The financial ratings firm Standard & Poor’s has struck a settlement agreement with the Justice Department and 19 states — including Indiana — in a case that alleged the company defrauded investors.
The lawsuit alleged that S&P allowed lucrative fees from investment banks to shape its analysis of those company’s products, despite claiming that its ratings were independent. The lawsuit further alleged that S&P inflated credit ratings of toxic assets that Wall Street investment banks sold. The misconduct began in 2001 and peaked near the height of the national mortgage crisis.
The Justice Department alleged that S&P “falsely represented that its ratings were objective, independent, and uninfluenced by S&P’s relationships with investment banks when, in actuality, S&P’s desire for increased revenue and market share led it to favor the interests of these banks over investors.”
“The settlement we have reached today not only makes clear that this kind of conduct will never be tolerated by the Department of Justice – it also underscores our strong and ongoing commitment to pursue any company or entity that violated the law and contributed to the financial crisis of 2008,” Attorney General Eric Holder said today.
The settlement requires S&P’s parent company, McGraw Hill Financial, to pay $1.375 billion. The Justice Department will receive $687.5 million and the rest will be divided among the states that were included in the lawsuit. Indiana joined 18 other states and DC in the settlement agreement.
Indiana Attorney General Greg Zoeller says that Indiana will receive $21.5 million from the settlement. A majority of that money will go to the state’s General Fund.

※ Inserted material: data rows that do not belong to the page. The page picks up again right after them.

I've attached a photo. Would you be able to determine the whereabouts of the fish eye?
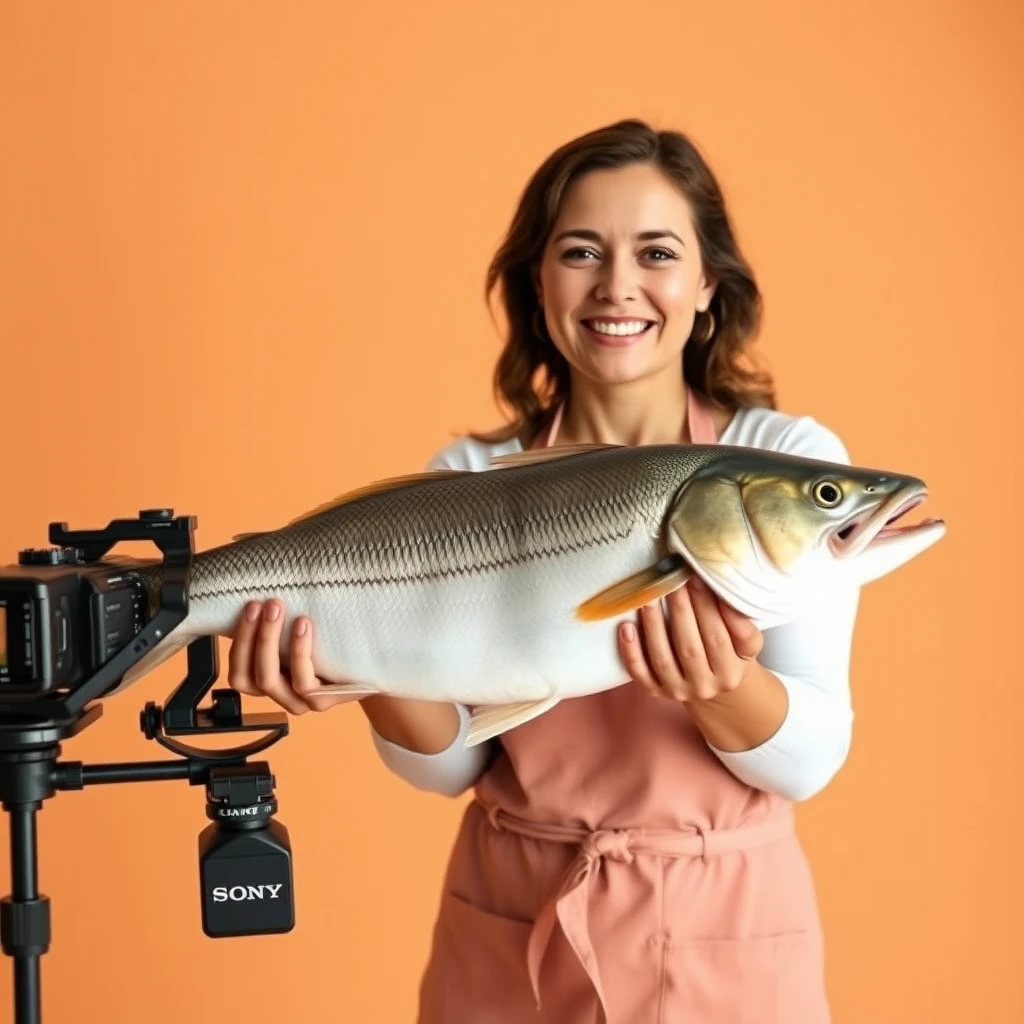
[811,480,843,509]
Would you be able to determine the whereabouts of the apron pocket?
[418,892,539,1024]
[663,931,830,1024]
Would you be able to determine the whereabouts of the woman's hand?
[621,577,763,701]
[227,600,460,754]
[620,579,790,751]
[227,600,358,715]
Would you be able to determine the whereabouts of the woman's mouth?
[580,316,654,347]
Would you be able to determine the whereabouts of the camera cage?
[0,509,289,1024]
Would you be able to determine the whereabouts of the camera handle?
[0,509,288,1024]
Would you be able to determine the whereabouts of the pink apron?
[418,393,829,1024]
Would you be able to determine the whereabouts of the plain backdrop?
[0,0,1024,1024]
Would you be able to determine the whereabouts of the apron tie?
[481,805,794,1019]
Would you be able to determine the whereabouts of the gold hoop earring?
[530,306,548,341]
[700,309,718,345]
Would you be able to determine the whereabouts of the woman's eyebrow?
[555,227,686,246]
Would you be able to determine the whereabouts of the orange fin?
[490,441,624,467]
[577,555,693,622]
[288,469,470,526]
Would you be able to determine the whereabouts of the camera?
[0,509,295,1024]
[0,548,146,694]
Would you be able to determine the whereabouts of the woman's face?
[537,164,714,384]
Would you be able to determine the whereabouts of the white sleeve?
[711,418,860,801]
[370,442,497,797]
[370,705,495,797]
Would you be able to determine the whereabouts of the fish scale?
[184,445,715,601]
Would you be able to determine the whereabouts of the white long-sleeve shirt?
[371,409,859,801]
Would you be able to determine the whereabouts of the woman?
[229,121,857,1024]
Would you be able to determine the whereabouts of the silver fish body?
[114,444,944,741]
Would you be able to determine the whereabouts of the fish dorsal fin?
[288,469,470,526]
[490,441,623,469]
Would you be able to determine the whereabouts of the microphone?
[199,761,295,938]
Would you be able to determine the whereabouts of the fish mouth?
[828,483,940,558]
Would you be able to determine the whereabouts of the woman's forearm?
[359,695,459,754]
[686,662,790,752]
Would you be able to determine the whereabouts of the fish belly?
[188,530,659,705]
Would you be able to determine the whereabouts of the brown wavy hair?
[473,119,775,444]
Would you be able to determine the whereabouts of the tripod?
[0,511,293,1024]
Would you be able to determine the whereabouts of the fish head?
[668,449,945,628]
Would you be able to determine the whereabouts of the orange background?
[0,0,1024,1024]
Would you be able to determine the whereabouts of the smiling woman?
[230,121,872,1024]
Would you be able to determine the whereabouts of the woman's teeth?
[586,321,650,337]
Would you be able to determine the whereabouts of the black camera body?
[0,509,295,1024]
[0,548,148,694]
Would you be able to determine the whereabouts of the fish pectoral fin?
[288,469,471,526]
[488,441,624,469]
[466,697,561,746]
[577,555,693,622]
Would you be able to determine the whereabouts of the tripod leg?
[0,804,50,1024]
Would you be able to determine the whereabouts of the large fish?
[121,444,945,744]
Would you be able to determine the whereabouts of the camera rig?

The other states that participated in the lawsuit include: Arizona, Arkansas, California, Colorado, Connecticut, Delaware, Idaho, Illinois, Iowa, Maine, Mississippi, Missouri, New Jersey, North Carolina, Pennsylvania, South Carolina, Tennessee and Washington as well as the District of Columbia.
To put the settlement in perspective, S&P’s parent company posted revenue roughly four times greater than this settlement in fiscal year 2013.
S&P did not acknowledge any wrongdoing as part of the settlement agreement.